Live Magazine – the free quarterly publication produced “by young people for young people” – has launched the first issue of its South African sister magazine, Live SA with support from Dazed & Confused...
Who: Live Magazine – the free quarterly publication produced “by young people for young people” – has launched the first issue of its South African sister magazine, Live Magazine SA, with support from Dazed & Confused.
What: Following in the footsteps of the UK version, Live SA encourages and enables South Africa’s emerging talent (all material has been produced by first-time contributors aged 15-25) to provide a fresh, germane outlook on arts, entertainment, fashion and youth issues and culture. From their Cape Town office, the Live SA team assembled the first issue in just six weeks, under the guidance of professional journalists and creatives, including Dazed & Confused editor Rod Stanley. Its content includes a sheep’s head eating challenge, complete with a sheep’s head curry recipe for the ovine-curious; an up-to-date slang dictionary supplying cross-references in the country’s different languages; and a “dummies guide” to ANC Youth League president Julius Malema, with an opportunity to vote him hero or villain on Live SA’s YouTube channel.
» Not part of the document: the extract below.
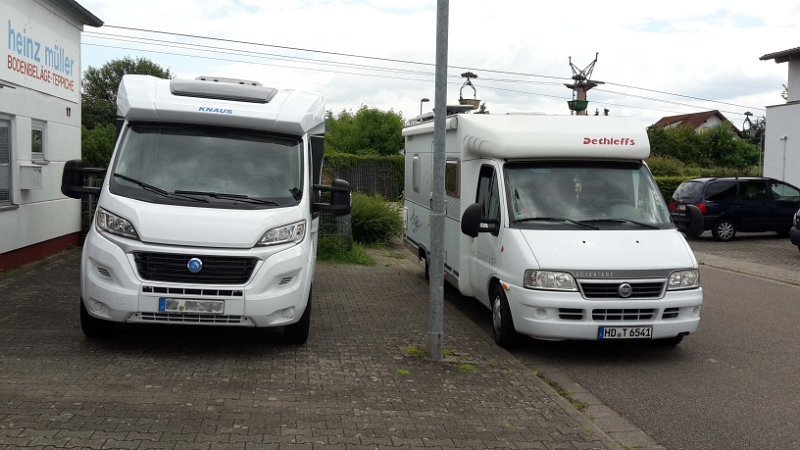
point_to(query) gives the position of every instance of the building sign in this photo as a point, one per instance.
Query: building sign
(40, 50)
"In a country where little media specifically addresses the youth and issues relevant to them, it feels that Live can make a big impact"
Why: Dazed & Confused have a longtime interest in the support and wider exploration of cultures outside of Britain's own – in 2000, they published a solely African edition of the magazine with a combined focus on a selection of the continent’s inspirational figures and some of the major problems it faces, namely the HIV pandemic. On the importance and aims of the launch of Live SA, Stanley explains “In a country where little media specifically addresses the youth and issues relevant to them, it feels that Live which aims to reach ‘ALL SA youth’ can make a big impact, not only entertaining but providing a shared space for discussion of key issues (i.e. poverty, crime, drugs, sex) and also providing opportunity, experience and education. But most of all it makes connections between young people between themselves, and with wider society.”
50, 000 copies of Live Magazine SA will be distributed quarterly in youth-friendly parts of Cape Town and Johannesburg.